A flurry of new reports, aimed at the June 28th meeting of Toronto's Executive Committee, are making clearer the costs of the City's ambitious transit network plan and they make grim reading when counting the dollars. The projected costs of both the Relief Line and the Scarborough Subway Extension (SSE) have risen sharply. The cost of the SSE is now $3.1b for a single stop to be built by 2025. As a result, the cost of this plus the planned accompanying Eglinton East LRT would be at least $1b more than the money allocated for it by the City, provincial, and federal governments. The Relief Line—estimated to cost $3.2b four years ago—is now estimated to cost $6.8b, partly because it is now planned to stop at the West Don Lands site ("Sumach" as per below) and Unilever site ("Broadview" in the map below), partly because of the very preliminary nature of the earlier estimate.

City of Toronto's preferred relief line route source: City of Toronto

One of the reasons given for the sharp rise in the estimated cost of the SSE is that previous estimates were made, "based on 0% design". The estimates for the Relief Line and most of the other projects in Toronto's transit plan to 2031 are currently also made on that basis too, so could change further over time; in fact the relief line initial business case document states explicitly, "the costs included in this initial business case should not be used for budgeting purposes". Several of the other projects deemed priorities, notably the Waterfront transit 'reboot', are still in early stages of public consultation with several quite different options possible and no costs have yet been estimated.

Three years ago Jennifer Keesmaat, the City's chief planner, said that an LRT in Scarborough would be preferable to a subway.
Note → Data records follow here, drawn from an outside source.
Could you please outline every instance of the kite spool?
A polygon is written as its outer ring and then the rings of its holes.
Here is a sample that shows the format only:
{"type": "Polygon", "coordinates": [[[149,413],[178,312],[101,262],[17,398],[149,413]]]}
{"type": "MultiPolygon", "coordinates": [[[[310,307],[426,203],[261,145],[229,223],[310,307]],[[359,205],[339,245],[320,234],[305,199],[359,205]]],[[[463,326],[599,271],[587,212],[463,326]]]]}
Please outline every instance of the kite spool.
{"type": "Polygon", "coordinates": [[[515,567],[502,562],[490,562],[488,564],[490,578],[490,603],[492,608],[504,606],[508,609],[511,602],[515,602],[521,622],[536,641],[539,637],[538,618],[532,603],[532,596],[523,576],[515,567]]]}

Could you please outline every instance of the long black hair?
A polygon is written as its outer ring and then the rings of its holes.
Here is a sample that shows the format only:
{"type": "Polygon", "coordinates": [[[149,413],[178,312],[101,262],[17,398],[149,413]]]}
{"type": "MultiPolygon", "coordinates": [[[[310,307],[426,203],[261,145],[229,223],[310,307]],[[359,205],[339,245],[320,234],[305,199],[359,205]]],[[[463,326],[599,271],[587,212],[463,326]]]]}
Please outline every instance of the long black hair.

Now it appears that there may not be money enough to do both, she recently tweeted that "sober second thoughts" on transit options for the area would be needed.

SmartTrack is the one piece of good news from a funding perspective. Because it is now a more limited scheme than was originally envisaged, its stations will only cost $700m to $1.1b to implement, and in the election campaign Trudeau pledged up to $2.6bn in matching funding when it was thought to be a $8bn plan. The Eglinton West LRT portion of SmartTrack is currently pegged between $1.5b and $2.1b, so it's possible that SmartTrack may only be a $3.3b plan now.

The federal government has already promised $840m to fund essential TTC repairs and maintenance as part of its infrastructure fund. This is just phase one of a planned ten years of infrastructure spending, with public transit spending being around a third of the allocation, being handed out to municipalities proportional to their size. But crucially, it has to be matched by municipal or provincial funds to be released (and of course there is no guarantee that future forecast funding will indeed be forthcoming).

Projected Canada-wide federal Infrastructure Fund spending until 2026 Source: Budget 2016

Meanwhile, Ontario has announced a five year, $8.3b climate action plan. This will include funding for electric cars and cycle paths but its transit funding is limited to between $355 and $675m to accelerate deployment of the GO RER program: this may speed aspects of SmartTrack's plans but won't otherwise help Toronto to meet its transportation goals. The provincial government device for that is its Moving Ontario Forward plan, which is putting about $16b towards GO Regional Express Rail and several other art and bus rapid transit project across the GTHA over 10 years. Some of that money was also recently allocated to further plan and design the Relief Line ($150m) and the Yonge North extension ($55m).